Durable Objects solved what serverless couldn’t. Stateful container with SQLite that stays alive across requests. Think session-affinity, but at the edge. Exactly what Case Closed needed but couldn’t have due to my tradeoff there.

Budget controls shape the architecture. 8 iterations max, 20 LLM calls max, ~$0.007/session average. Score 8+ stops immediately, 7+ after 2 iterations stops. A solid 7 in hand beats chasing a 10 that might not exist. Every agent needs a cost ceiling, the question is where you set the threshold for “good enough.”

Haiku for everything, not a model cascade. Tried the cheap-model-for-tools, expensive-for-synthesis split. Routing complexity wasn’t worth it. With budget, I’d use Sonnet for evaluation only. Sometimes spending more per unit reduces total spend by enabling earlier stops.

Prompt-based evaluation, not a classifier. System prompt defines the surprise scale with examples. Bigger risk is circular searching, I’ve watched it search “Beatles recording sessions” three slightly different ways before trying a new angle. In my testing, I saw it struggle with Indian regional music, so I added genre-specific sources it could branch into when the generic web results were thin.

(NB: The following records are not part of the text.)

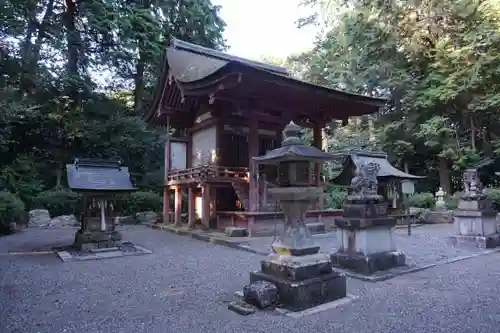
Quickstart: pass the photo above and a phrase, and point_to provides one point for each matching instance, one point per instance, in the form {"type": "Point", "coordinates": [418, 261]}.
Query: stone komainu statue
{"type": "Point", "coordinates": [365, 182]}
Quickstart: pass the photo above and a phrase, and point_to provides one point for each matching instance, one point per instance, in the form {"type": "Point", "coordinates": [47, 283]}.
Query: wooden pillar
{"type": "Point", "coordinates": [177, 205]}
{"type": "Point", "coordinates": [253, 150]}
{"type": "Point", "coordinates": [191, 213]}
{"type": "Point", "coordinates": [205, 198]}
{"type": "Point", "coordinates": [318, 143]}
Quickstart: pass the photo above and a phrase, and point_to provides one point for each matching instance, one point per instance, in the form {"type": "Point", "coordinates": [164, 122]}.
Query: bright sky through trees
{"type": "Point", "coordinates": [265, 27]}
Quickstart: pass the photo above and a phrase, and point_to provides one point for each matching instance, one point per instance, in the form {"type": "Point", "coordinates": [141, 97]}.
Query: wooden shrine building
{"type": "Point", "coordinates": [389, 178]}
{"type": "Point", "coordinates": [220, 111]}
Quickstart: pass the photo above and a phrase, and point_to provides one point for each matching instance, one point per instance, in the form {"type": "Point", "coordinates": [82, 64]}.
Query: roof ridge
{"type": "Point", "coordinates": [208, 52]}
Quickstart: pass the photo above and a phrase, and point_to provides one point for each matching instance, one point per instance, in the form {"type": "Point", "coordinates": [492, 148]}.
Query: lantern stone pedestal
{"type": "Point", "coordinates": [365, 232]}
{"type": "Point", "coordinates": [304, 278]}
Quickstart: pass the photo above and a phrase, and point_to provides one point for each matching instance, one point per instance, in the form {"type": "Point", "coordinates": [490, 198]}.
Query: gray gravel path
{"type": "Point", "coordinates": [427, 244]}
{"type": "Point", "coordinates": [184, 287]}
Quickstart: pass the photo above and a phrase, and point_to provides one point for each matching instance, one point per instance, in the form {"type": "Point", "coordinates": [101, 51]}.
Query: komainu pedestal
{"type": "Point", "coordinates": [102, 184]}
{"type": "Point", "coordinates": [474, 220]}
{"type": "Point", "coordinates": [302, 281]}
{"type": "Point", "coordinates": [366, 233]}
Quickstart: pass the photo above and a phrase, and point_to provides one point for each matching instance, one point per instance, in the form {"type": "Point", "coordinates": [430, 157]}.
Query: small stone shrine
{"type": "Point", "coordinates": [365, 232]}
{"type": "Point", "coordinates": [103, 183]}
{"type": "Point", "coordinates": [303, 277]}
{"type": "Point", "coordinates": [474, 219]}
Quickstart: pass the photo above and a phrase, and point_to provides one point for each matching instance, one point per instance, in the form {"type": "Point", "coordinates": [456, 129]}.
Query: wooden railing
{"type": "Point", "coordinates": [208, 172]}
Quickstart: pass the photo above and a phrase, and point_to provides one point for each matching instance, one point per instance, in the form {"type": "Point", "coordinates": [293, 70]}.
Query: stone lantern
{"type": "Point", "coordinates": [303, 277]}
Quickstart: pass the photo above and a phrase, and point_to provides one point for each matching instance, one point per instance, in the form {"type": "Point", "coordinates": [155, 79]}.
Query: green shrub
{"type": "Point", "coordinates": [12, 209]}
{"type": "Point", "coordinates": [494, 197]}
{"type": "Point", "coordinates": [59, 202]}
{"type": "Point", "coordinates": [422, 200]}
{"type": "Point", "coordinates": [142, 202]}
{"type": "Point", "coordinates": [335, 198]}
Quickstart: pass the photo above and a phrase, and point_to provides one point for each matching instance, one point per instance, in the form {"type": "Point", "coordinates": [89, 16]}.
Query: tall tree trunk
{"type": "Point", "coordinates": [472, 133]}
{"type": "Point", "coordinates": [139, 80]}
{"type": "Point", "coordinates": [444, 174]}
{"type": "Point", "coordinates": [31, 52]}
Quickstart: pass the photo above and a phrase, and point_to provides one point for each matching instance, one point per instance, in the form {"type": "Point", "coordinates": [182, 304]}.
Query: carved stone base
{"type": "Point", "coordinates": [88, 240]}
{"type": "Point", "coordinates": [368, 264]}
{"type": "Point", "coordinates": [484, 242]}
{"type": "Point", "coordinates": [302, 282]}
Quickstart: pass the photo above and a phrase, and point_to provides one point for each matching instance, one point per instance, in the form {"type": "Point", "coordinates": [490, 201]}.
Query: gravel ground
{"type": "Point", "coordinates": [427, 244]}
{"type": "Point", "coordinates": [185, 286]}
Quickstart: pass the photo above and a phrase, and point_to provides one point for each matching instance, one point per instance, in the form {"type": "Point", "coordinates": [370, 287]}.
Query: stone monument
{"type": "Point", "coordinates": [365, 232]}
{"type": "Point", "coordinates": [102, 183]}
{"type": "Point", "coordinates": [474, 219]}
{"type": "Point", "coordinates": [303, 277]}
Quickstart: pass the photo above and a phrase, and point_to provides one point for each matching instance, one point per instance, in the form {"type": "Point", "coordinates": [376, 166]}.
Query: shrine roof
{"type": "Point", "coordinates": [357, 158]}
{"type": "Point", "coordinates": [87, 174]}
{"type": "Point", "coordinates": [200, 71]}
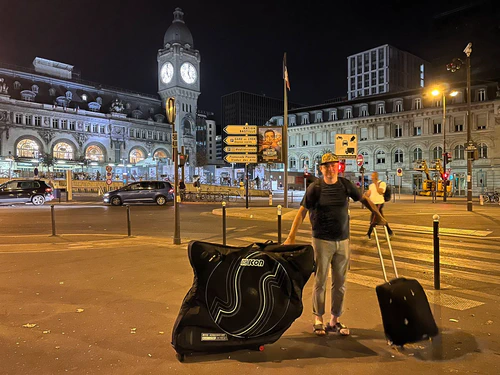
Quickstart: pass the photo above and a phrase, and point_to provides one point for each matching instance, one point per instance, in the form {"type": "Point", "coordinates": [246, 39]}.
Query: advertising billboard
{"type": "Point", "coordinates": [270, 144]}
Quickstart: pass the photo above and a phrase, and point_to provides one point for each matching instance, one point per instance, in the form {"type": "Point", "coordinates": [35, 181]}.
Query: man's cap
{"type": "Point", "coordinates": [329, 158]}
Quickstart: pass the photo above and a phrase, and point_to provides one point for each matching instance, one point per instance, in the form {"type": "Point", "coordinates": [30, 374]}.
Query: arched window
{"type": "Point", "coordinates": [160, 155]}
{"type": "Point", "coordinates": [398, 156]}
{"type": "Point", "coordinates": [437, 153]}
{"type": "Point", "coordinates": [27, 148]}
{"type": "Point", "coordinates": [458, 152]}
{"type": "Point", "coordinates": [417, 154]}
{"type": "Point", "coordinates": [136, 156]}
{"type": "Point", "coordinates": [94, 153]}
{"type": "Point", "coordinates": [381, 157]}
{"type": "Point", "coordinates": [483, 151]}
{"type": "Point", "coordinates": [63, 150]}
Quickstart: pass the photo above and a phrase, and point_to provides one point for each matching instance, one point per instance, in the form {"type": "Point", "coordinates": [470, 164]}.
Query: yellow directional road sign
{"type": "Point", "coordinates": [240, 149]}
{"type": "Point", "coordinates": [241, 129]}
{"type": "Point", "coordinates": [241, 140]}
{"type": "Point", "coordinates": [241, 158]}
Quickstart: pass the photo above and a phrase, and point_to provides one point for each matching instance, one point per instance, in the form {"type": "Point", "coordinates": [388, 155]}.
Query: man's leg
{"type": "Point", "coordinates": [340, 265]}
{"type": "Point", "coordinates": [323, 252]}
{"type": "Point", "coordinates": [389, 230]}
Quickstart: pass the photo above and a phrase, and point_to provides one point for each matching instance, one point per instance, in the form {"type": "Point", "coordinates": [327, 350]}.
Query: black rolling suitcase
{"type": "Point", "coordinates": [242, 297]}
{"type": "Point", "coordinates": [406, 313]}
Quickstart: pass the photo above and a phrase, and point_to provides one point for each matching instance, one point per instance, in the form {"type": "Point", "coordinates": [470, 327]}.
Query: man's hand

Input/output sanitization. Prompt injection filtering on metadata, hallucinated-URL stripping on output. Hallucination was the biggest risk I hit in practice, so this is where eval loops earn their keep. No different from validating user input in any web app, and it’s not optional for agents that read from the open web.

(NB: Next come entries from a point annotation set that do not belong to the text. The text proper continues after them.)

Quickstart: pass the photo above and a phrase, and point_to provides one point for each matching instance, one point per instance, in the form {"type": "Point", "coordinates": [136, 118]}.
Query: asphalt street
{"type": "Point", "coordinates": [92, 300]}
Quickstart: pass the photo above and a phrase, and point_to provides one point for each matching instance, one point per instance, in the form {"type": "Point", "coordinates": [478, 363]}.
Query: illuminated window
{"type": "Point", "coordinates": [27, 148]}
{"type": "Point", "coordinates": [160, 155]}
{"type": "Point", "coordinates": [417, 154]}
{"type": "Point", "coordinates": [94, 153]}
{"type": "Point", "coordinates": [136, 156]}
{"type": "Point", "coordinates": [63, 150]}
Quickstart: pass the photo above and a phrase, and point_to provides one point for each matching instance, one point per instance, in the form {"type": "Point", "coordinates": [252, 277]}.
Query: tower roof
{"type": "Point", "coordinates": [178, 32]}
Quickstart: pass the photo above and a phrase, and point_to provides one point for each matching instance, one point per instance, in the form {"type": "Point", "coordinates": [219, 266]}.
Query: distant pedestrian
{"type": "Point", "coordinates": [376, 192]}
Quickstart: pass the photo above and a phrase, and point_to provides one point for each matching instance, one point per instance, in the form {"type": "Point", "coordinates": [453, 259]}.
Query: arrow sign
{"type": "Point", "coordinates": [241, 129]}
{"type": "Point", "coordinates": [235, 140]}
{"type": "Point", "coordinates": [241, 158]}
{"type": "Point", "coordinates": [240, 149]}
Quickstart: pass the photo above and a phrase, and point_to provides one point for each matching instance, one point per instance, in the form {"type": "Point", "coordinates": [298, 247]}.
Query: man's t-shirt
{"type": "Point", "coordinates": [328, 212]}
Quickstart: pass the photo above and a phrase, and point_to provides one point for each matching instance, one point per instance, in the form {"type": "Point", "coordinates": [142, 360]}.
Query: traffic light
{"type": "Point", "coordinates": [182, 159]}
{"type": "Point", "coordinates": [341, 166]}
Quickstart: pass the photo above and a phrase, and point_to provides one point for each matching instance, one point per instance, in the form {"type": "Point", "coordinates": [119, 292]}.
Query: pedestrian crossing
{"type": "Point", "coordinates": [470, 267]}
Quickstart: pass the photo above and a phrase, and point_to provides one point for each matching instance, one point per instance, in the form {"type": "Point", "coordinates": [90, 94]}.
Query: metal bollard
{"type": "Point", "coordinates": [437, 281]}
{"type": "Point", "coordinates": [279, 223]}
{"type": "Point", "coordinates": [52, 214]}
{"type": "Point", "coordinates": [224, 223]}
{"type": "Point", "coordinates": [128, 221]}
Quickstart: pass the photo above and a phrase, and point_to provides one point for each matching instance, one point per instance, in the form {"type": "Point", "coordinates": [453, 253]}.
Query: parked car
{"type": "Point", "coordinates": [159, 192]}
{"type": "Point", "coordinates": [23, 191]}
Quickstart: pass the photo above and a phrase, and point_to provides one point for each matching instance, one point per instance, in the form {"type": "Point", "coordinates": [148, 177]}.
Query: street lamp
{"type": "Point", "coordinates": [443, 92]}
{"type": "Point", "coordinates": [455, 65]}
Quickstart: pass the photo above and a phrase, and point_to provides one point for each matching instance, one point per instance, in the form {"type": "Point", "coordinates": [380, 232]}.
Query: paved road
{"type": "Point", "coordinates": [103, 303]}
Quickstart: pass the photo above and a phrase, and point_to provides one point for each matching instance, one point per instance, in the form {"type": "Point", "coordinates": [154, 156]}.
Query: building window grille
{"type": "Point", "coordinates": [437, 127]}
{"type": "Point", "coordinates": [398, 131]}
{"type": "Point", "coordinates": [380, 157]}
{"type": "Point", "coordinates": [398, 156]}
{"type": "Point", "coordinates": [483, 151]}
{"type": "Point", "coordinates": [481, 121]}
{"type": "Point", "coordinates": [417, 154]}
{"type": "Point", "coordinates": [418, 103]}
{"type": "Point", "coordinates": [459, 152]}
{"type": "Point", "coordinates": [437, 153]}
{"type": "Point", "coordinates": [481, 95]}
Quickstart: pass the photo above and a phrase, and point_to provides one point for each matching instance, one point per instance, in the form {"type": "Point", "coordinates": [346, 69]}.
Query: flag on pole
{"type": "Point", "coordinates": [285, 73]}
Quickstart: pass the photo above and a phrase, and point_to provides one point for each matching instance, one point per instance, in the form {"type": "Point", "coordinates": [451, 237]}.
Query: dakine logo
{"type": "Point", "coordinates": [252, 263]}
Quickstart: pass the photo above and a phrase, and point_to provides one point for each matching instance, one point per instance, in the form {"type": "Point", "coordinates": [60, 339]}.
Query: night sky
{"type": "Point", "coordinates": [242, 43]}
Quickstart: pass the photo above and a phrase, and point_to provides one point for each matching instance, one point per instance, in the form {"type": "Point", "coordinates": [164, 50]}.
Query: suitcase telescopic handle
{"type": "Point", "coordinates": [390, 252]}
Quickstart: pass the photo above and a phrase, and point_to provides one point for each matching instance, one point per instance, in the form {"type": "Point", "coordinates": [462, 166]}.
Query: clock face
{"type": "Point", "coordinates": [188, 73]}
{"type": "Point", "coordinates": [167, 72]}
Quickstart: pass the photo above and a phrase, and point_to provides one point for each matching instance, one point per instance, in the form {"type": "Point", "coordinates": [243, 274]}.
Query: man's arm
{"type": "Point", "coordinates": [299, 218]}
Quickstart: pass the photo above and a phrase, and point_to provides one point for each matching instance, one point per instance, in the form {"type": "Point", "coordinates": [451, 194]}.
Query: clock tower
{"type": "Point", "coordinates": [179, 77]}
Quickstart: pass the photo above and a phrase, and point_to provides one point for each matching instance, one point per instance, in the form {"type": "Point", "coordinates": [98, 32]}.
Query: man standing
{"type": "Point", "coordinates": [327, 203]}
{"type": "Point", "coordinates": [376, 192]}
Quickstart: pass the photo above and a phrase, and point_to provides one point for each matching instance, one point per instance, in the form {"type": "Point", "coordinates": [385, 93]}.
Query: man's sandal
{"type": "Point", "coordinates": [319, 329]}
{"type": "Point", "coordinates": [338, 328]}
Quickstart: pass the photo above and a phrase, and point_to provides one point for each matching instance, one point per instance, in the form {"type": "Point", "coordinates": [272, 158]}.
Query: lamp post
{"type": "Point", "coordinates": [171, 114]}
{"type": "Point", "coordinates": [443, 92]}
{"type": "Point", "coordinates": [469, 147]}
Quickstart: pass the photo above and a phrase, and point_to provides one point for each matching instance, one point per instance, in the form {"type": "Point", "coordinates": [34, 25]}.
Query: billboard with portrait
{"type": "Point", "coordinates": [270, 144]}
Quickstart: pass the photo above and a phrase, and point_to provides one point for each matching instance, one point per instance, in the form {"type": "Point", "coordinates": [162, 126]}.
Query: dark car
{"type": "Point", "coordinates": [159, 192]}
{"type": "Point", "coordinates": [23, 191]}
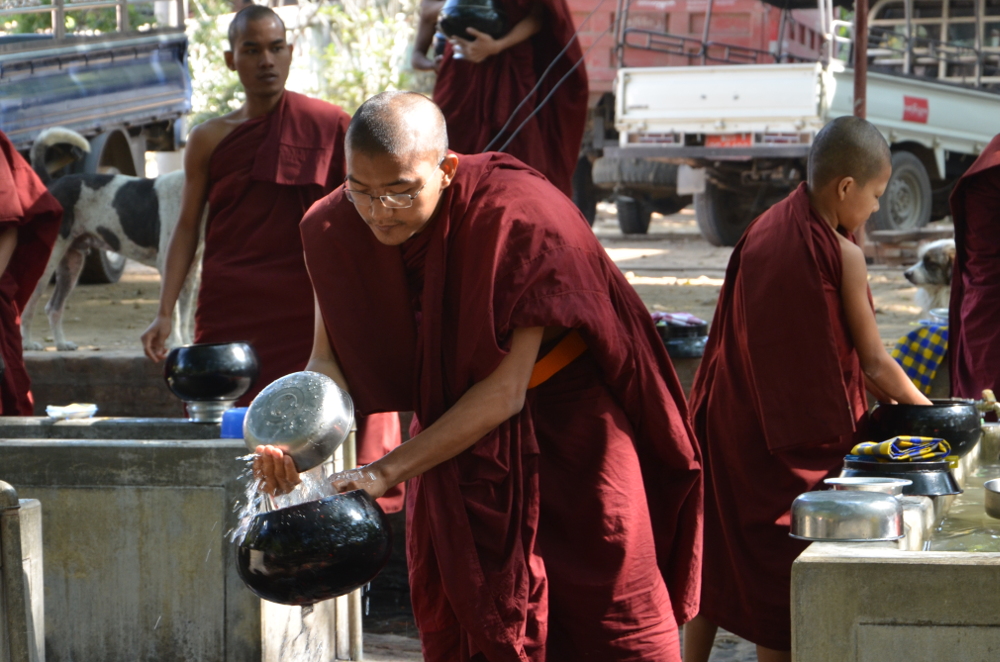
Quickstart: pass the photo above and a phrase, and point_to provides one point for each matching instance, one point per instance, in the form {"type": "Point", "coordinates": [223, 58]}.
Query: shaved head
{"type": "Point", "coordinates": [847, 147]}
{"type": "Point", "coordinates": [400, 125]}
{"type": "Point", "coordinates": [246, 15]}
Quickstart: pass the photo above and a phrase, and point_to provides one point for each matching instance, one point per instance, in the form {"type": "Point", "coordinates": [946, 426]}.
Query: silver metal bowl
{"type": "Point", "coordinates": [991, 497]}
{"type": "Point", "coordinates": [893, 486]}
{"type": "Point", "coordinates": [846, 516]}
{"type": "Point", "coordinates": [305, 414]}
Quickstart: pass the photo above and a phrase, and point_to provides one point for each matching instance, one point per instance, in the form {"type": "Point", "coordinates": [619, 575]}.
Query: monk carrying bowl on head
{"type": "Point", "coordinates": [974, 318]}
{"type": "Point", "coordinates": [259, 168]}
{"type": "Point", "coordinates": [779, 397]}
{"type": "Point", "coordinates": [29, 224]}
{"type": "Point", "coordinates": [553, 507]}
{"type": "Point", "coordinates": [482, 82]}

5. Human-in-the-Loop Agent

When the steps aren’t predictable AND the actions carry real consequences, the agent proposes actions but a human approves before execution. That’s the right call for anything involving money, people, external communication, data deletion, or irreversible changes. An agent that asks for approval is more valuable than one that guesses right 95% of the time when the other 5% sends an email to the wrong customer. And if you add an “Always Allow” button, then auditing stops being optional.

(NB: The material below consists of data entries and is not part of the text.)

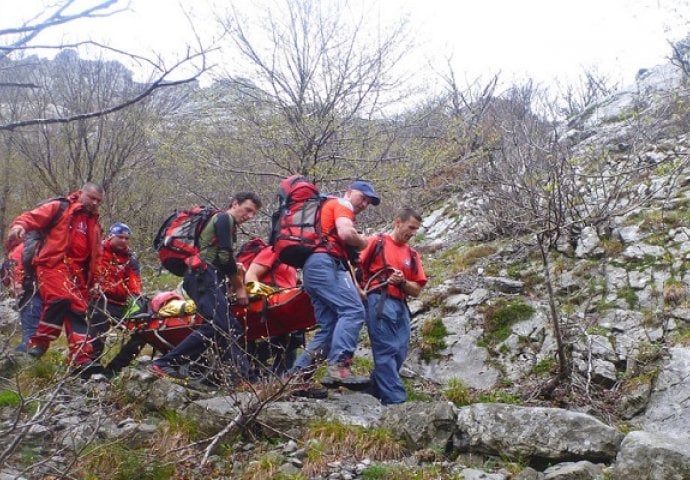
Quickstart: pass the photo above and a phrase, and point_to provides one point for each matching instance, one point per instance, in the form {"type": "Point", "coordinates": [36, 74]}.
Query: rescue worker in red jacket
{"type": "Point", "coordinates": [23, 289]}
{"type": "Point", "coordinates": [118, 280]}
{"type": "Point", "coordinates": [267, 268]}
{"type": "Point", "coordinates": [66, 267]}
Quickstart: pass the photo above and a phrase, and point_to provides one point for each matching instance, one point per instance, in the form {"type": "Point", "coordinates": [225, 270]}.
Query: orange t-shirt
{"type": "Point", "coordinates": [396, 255]}
{"type": "Point", "coordinates": [331, 210]}
{"type": "Point", "coordinates": [282, 276]}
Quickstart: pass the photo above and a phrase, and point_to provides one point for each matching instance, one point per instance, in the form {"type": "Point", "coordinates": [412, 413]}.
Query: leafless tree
{"type": "Point", "coordinates": [320, 77]}
{"type": "Point", "coordinates": [534, 185]}
{"type": "Point", "coordinates": [71, 120]}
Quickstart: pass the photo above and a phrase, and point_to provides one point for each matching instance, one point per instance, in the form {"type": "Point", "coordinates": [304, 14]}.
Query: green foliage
{"type": "Point", "coordinates": [432, 338]}
{"type": "Point", "coordinates": [457, 392]}
{"type": "Point", "coordinates": [497, 397]}
{"type": "Point", "coordinates": [117, 461]}
{"type": "Point", "coordinates": [362, 365]}
{"type": "Point", "coordinates": [266, 466]}
{"type": "Point", "coordinates": [674, 292]}
{"type": "Point", "coordinates": [178, 423]}
{"type": "Point", "coordinates": [457, 259]}
{"type": "Point", "coordinates": [612, 247]}
{"type": "Point", "coordinates": [500, 317]}
{"type": "Point", "coordinates": [415, 394]}
{"type": "Point", "coordinates": [401, 472]}
{"type": "Point", "coordinates": [649, 352]}
{"type": "Point", "coordinates": [681, 336]}
{"type": "Point", "coordinates": [10, 398]}
{"type": "Point", "coordinates": [340, 440]}
{"type": "Point", "coordinates": [597, 330]}
{"type": "Point", "coordinates": [160, 281]}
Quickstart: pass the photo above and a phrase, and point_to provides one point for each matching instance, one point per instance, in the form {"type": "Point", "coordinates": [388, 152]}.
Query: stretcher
{"type": "Point", "coordinates": [276, 313]}
{"type": "Point", "coordinates": [167, 319]}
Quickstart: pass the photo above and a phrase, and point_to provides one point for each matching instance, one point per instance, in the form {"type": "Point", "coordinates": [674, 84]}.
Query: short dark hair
{"type": "Point", "coordinates": [241, 197]}
{"type": "Point", "coordinates": [406, 213]}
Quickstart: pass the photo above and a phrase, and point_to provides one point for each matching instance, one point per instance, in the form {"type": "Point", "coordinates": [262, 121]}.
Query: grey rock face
{"type": "Point", "coordinates": [544, 433]}
{"type": "Point", "coordinates": [421, 425]}
{"type": "Point", "coordinates": [668, 411]}
{"type": "Point", "coordinates": [649, 456]}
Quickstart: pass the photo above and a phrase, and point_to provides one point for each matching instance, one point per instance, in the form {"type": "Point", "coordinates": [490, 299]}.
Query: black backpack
{"type": "Point", "coordinates": [33, 241]}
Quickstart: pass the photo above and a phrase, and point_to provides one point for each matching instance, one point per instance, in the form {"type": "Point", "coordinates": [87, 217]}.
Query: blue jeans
{"type": "Point", "coordinates": [389, 334]}
{"type": "Point", "coordinates": [29, 316]}
{"type": "Point", "coordinates": [338, 309]}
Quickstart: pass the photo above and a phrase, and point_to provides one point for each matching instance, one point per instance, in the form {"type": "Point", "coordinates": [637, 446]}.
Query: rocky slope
{"type": "Point", "coordinates": [483, 350]}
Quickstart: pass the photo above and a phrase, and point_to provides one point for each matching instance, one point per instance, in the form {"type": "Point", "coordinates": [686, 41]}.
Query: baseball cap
{"type": "Point", "coordinates": [366, 189]}
{"type": "Point", "coordinates": [119, 229]}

I haven’t built one of these in my hobby projects yet, but I know what questions I’d ask first. My Music Trivia Agent is autonomous because the worst case is a controversial surprise trivia fact. If it were sending results to a social media API or writing to a production database, I’d add an approval gate before the final action. The agent loop stays the same, you just insert a checkpoint before execution. The engineering pattern is the same one we use whenever we separate “plan” from “commit”: database transactions, deployment pipelines, two-phase commits. The tool is new, but the engineering principle isn’t.

The boundary shifts over time. Today’s human-in-the-loop agent can become tomorrow’s autonomous agent once you’ve built confidence through logs, audits, evals, and a few boring production weeks. Start with the approval step, then earn the right to remove it.

Same ol’ same old

Each tradeoff in this post maps to something I’ve done before: cost-sensitive routing between services, choosing deterministic logic over something smarter, picking the right persistence model for the execution pattern, threat modeling the parts that touch untrusted input, and caching where the answer doesn’t change. We’re in an age of abundance when it comes to producing code, but the engineering judgment that decides what to build, how to constrain it, and when to keep things simple? That’s not abundant. That’s scarce, and it’s the same craft it’s always been.

I’m curious what’s next, maybe multi-agent coordination or agents with memory across sessions. I don’t know yet, but I’ll build it before I form an opinion.

Scaling all of this to a team of more than 1 is a topic for another day. I keep wondering what happens to team dynamics when your first thought partner is an AI friend and maybe one or two people you ideate with early, while the rest of the group joins much later in the building journey. That feels exciting, but also a little weird, and I don’t think we have the rituals for it yet.

These are my personal thoughts, experiences, and opinions, and they do not reflect the views of the company I work for.